"It's fine to hear the owl make a noise like that, isn't it?" he asked of the giant.
"Is it?" replied Will o'Dreams with a kindly taunt in his voice. "Suppose you tell me why."
"I'm not sure I can. But you know it makes you think of so many wonderful and strange things."
"Of what?" persisted the giant.
Everychild pondered a little, and then it seemed that he saw a sort of vision. "It makes you think of dark forests," he said, "—the very middle of them. And it makes you think of old ruined castles, with nothing living about them any more but the ivy climbing up on the broken walls."
The giant's eyes were shining in the gloom. "And what else?" he asked softly.

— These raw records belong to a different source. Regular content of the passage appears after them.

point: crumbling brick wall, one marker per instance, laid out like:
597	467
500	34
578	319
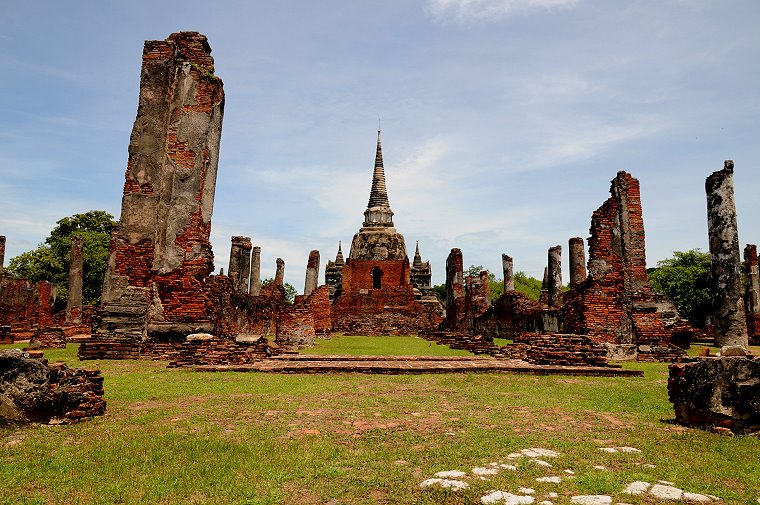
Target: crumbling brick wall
456	304
390	310
16	303
511	315
318	302
615	303
44	305
161	246
51	337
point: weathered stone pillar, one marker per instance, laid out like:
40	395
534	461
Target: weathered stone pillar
543	298
485	288
456	317
279	276
728	315
554	288
509	277
312	273
163	236
2	252
752	290
254	287
45	301
240	263
577	261
76	268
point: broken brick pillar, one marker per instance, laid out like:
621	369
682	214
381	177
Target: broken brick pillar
279	276
254	288
577	261
456	314
240	263
74	297
45	301
485	288
509	278
543	298
554	288
728	317
312	273
752	292
160	253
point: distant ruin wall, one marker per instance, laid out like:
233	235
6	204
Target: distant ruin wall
16	303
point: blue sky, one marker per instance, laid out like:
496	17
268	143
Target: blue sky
503	121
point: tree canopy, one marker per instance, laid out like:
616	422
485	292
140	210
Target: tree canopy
685	279
290	290
50	261
528	286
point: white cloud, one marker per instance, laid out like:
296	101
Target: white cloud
466	10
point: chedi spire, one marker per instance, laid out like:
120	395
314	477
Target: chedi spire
378	211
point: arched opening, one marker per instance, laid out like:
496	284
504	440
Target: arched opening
377	278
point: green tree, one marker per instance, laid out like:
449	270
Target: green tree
50	261
685	279
290	291
529	286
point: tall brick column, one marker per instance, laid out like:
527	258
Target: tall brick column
577	261
554	298
509	278
279	276
752	292
456	315
45	300
2	252
240	262
76	268
312	273
728	315
543	298
161	253
254	288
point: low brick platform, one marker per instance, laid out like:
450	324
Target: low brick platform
393	365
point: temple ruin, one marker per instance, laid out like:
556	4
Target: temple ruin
160	253
376	295
721	392
728	317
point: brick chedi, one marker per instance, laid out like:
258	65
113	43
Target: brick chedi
615	303
377	296
752	293
160	253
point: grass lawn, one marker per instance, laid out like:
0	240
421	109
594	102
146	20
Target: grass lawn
174	436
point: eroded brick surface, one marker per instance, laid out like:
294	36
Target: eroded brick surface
615	302
162	243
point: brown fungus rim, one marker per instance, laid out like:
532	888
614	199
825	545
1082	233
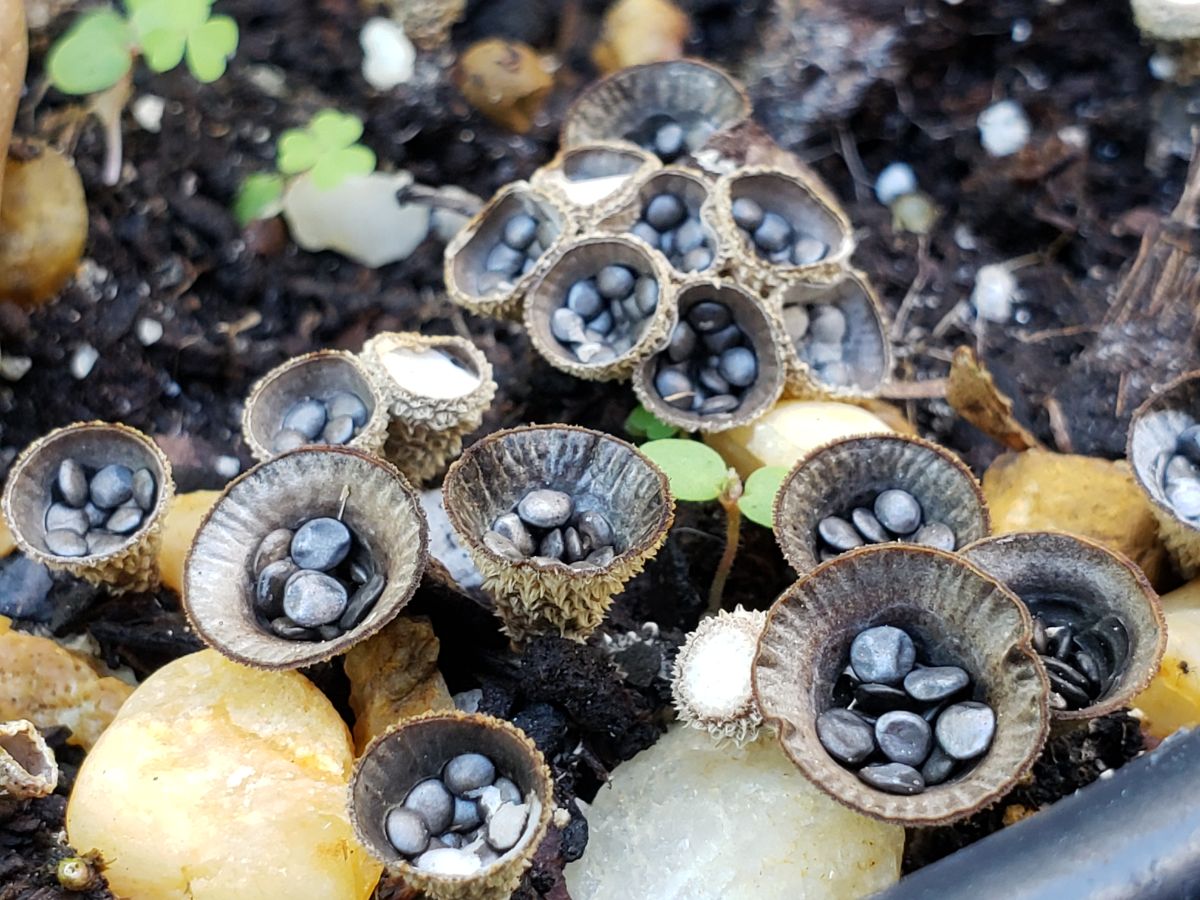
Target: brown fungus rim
309	653
804	561
51	442
909	810
1161	401
490	726
1141	588
454	484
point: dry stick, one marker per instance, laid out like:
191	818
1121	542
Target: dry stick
729	499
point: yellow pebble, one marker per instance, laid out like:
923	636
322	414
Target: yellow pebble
222	783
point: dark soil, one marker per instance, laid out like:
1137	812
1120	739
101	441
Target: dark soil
163	245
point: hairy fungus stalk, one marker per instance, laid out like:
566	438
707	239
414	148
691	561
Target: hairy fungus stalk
711	681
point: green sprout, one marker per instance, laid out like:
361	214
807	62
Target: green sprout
99	49
699	474
328	148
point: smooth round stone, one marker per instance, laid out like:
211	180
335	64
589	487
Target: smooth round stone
504	261
567	325
511	527
683	343
869	526
468	772
904	737
144	489
646	232
433	803
406	831
520	231
747	214
965	730
72	483
898	511
112	486
545	509
893	778
585	299
935	683
774	234
739	366
808	250
675	388
665	211
337	431
125	520
839	534
709	316
288	439
882	654
321	544
269	587
273	547
937	767
669	141
66	544
828	324
845	736
312	599
346	403
61	517
935	534
646	295
615	282
306	417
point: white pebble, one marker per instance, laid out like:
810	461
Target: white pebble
995	289
148	112
388	55
1003	127
83	360
895	180
149	331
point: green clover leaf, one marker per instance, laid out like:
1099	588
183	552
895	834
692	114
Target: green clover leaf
757	502
642	424
696	471
327	148
94	54
258	198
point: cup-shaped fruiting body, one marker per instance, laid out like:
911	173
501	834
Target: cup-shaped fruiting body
119	557
1103	617
703	379
958	616
366	493
28	767
498	253
837	345
318	393
604	304
600	474
417	750
1164	453
876	489
711	679
669	108
780	227
594	180
437	389
670	211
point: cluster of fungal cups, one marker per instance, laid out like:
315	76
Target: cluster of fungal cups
695	216
315	582
901	725
460	821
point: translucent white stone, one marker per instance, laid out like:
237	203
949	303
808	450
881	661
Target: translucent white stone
689	820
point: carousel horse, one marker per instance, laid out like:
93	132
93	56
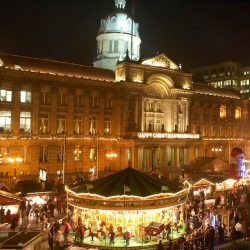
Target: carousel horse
94	234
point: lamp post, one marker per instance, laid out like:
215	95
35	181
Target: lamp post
11	159
110	156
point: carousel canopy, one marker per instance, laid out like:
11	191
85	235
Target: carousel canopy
128	181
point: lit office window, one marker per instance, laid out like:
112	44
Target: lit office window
62	99
107	125
5	95
5	121
43	123
25	96
78	154
44	98
238	113
25	122
77	125
223	112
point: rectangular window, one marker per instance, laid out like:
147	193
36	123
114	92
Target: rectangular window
78	153
92	125
158	106
60	153
125	46
107	125
43	154
25	96
94	101
5	95
5	121
25	122
93	154
43	123
223	112
158	126
61	124
108	102
78	100
62	99
115	46
212	129
238	113
110	46
77	125
44	98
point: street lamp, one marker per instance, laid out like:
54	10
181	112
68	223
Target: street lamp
110	157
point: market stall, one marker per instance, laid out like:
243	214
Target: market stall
127	201
204	186
11	202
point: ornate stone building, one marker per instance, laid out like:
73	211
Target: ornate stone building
145	113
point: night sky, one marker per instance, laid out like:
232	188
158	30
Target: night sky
191	32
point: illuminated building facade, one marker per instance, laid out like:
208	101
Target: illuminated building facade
228	74
149	113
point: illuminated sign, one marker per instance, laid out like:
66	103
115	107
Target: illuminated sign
168	135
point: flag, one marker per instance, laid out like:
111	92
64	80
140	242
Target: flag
126	188
164	188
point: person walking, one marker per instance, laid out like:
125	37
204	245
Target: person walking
211	238
112	237
43	220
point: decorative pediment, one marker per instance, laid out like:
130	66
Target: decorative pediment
161	60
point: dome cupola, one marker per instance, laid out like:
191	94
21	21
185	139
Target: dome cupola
118	33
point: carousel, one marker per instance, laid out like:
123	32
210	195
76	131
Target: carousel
128	203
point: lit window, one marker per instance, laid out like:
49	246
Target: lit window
238	113
110	46
62	99
108	102
43	154
25	96
94	101
61	124
77	125
222	111
5	95
93	154
115	46
107	125
44	123
44	98
5	121
25	122
92	125
78	100
78	154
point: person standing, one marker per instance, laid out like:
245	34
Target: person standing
127	237
160	246
112	237
8	216
59	207
211	238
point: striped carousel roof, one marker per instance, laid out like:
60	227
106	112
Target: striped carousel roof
127	181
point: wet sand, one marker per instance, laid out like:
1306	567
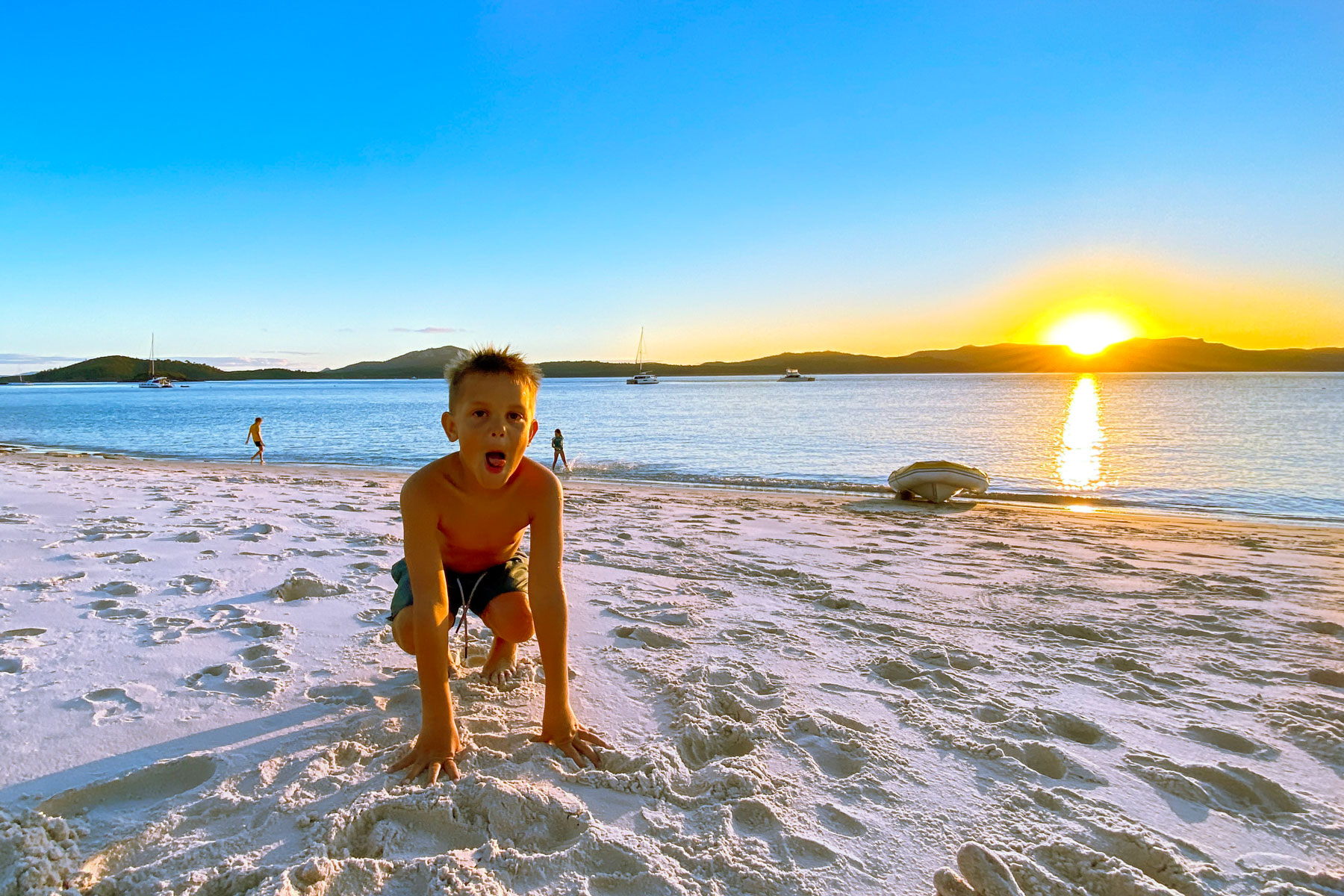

"And then you think of the castles as they used to be, long ago. When there were bright lights in them, and knights and ladies, and music, and maybe a—what do you call them?—a harper to come in out of the storm to sit beside the fireplace and tell tales." He seemed unable to fill in the picture more completely, but Will o'Dreams began where he had left off:
"And do you know what is true, as long as you think of the knights and ladies? It means that they are still living. That's what thinking of things means—it means keeping them alive. Most persons die when their children are all dead: at the very latest, when their grandchildren die. But as long as you think of knights and ladies, and picture their ways, why, that keeps them alive. It means that they will never die. That is, as long as there are owls to hoot." He added with a hidden smile, "And as long as I idle about in old attics."
"It is very strange," said Everychild, not clearly understanding.
"It just needs a little thinking about," declared the giant. "And it's not only in attics that I'm able to help. That old garden we played in to-day … do you know what would happen, if certain persons came into it while I was there?"